As an activist, Odigha pursued a political experience that served him well. He was also part of the Ijagham community of Cross River State. Together with the governor of Cross River State, Donald Duke, Odigha managed to set up the first ever forestry commission in Nigeria and obtain a first logging moratorium in 2000.

== Early life ==
Odigha attended St. Peter's Primary School, Ekpokpa, Ikom Local Government Area, between 1968 and 1970 and later St. Mary's Primary School, Agbaragba, in the same Local Government Area in 1971. After his primary education, he proceeded to St. Brendan's Secondary School, Iyamoyong, in Obubra Local Government Area, Cross River State, from 1972 to 1976.

== Education ==
He also proceeded to University of Calabar, Cross River State, between 1976 and 1980, where he obtained a B.Sc. degree in mathematics/statistics in 1980.

He enrolled for an MBA degree at the University of Lagos in 1983.

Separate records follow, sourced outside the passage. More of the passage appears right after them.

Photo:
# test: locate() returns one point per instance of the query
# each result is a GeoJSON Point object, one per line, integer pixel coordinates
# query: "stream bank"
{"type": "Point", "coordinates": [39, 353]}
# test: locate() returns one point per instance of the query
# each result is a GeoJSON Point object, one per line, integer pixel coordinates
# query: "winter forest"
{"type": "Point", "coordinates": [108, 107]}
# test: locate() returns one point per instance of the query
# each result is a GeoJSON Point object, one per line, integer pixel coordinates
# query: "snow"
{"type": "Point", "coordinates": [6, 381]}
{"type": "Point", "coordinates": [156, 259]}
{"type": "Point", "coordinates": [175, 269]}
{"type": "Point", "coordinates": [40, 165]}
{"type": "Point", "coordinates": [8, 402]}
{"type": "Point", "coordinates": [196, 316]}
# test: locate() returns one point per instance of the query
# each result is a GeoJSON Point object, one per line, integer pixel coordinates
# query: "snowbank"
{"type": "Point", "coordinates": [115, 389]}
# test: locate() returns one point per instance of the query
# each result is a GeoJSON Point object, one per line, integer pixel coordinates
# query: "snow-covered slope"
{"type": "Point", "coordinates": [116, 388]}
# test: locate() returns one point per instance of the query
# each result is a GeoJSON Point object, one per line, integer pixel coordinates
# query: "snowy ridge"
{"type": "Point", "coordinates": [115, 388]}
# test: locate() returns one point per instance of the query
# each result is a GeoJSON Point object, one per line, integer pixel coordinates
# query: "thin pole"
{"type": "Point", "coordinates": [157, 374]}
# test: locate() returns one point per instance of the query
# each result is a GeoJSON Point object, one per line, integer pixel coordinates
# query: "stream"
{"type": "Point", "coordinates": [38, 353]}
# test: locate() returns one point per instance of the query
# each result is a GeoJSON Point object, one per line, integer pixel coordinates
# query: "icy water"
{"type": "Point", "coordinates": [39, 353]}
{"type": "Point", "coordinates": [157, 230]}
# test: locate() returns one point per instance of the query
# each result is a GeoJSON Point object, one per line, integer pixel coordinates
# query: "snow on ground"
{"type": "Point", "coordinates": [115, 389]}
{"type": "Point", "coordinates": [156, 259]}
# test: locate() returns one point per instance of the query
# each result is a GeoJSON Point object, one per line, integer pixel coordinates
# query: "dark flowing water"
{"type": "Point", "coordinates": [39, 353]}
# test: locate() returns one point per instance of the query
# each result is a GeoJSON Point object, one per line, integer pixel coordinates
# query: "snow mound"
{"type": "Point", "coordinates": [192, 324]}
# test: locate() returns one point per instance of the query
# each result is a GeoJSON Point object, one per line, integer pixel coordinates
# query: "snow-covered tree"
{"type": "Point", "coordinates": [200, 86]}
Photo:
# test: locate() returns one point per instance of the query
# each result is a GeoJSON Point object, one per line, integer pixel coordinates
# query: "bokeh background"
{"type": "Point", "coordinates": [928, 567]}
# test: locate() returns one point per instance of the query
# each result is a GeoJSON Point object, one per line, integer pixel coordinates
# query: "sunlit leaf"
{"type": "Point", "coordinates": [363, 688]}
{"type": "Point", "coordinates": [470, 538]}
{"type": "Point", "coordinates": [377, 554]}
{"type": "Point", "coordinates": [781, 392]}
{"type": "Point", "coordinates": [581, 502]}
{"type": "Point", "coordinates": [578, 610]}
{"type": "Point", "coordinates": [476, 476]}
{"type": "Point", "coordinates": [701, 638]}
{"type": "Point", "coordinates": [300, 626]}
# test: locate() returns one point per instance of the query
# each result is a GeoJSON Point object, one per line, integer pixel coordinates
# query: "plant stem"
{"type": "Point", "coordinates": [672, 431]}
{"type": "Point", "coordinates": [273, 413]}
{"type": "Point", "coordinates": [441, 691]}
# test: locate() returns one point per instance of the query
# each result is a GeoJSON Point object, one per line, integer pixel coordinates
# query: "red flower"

Odigha is a graduate of the University of Calabar with a bachelor's degree in mathematics/statistics. He also enrolled for an MBA degree at the University of Lagos.

== Political life ==
He started his political life as the;
- Community Leader of Etungba Ofutop, Ikom Local Government Area in 1982.
- In 1983, he was the Chairman, Fafunwa Hall (PG) for Post Graduate Students.
- He was also elected Leader, Post Graduate Students at the University of Lagos in 1984.
- He was the Founding Secretary, Cocoa Producers & Buyers Association in Ikom in 1986.
- He was Cross River State Organising Secretary, People's Front of Nigeria (Unregistered Political Association) in 1988.
- He was the Director of Campaigns (Social Democratic Party), Cross River State Governorship/House of Assembly Elections in 1991.
- He Contested as Chairman, Non Party Local Government Area, Ikom in 1987.
- He also contested for the Governorship seat of Cross River State under the platform of Social Democratic Party in 1992.
- That same year, he again contested the Cross River Central Senatorial Seat.
- He was appointed the Cross River State Coordinator for late Shehu Musa Yaradua Presidential Campaign in 1993.

== Award and recognition ==
2003: Goldman Environmental Prize

==Arrest==
In 2016 Odigha was reportedly arrested on the orders of Ben Ayade, the executive governor of Cross River State. Odigha was held at the police headquarters in Diamond Hill, Calabar, following an audit of the Cross River State Forestry Commission (CRSFC), where he had been chairman. Odigha's lawyer disclosed that Odigha was accused of embezzling over ₦100 million, and was said to be unable to account for money paid to him and officials for travel expenses.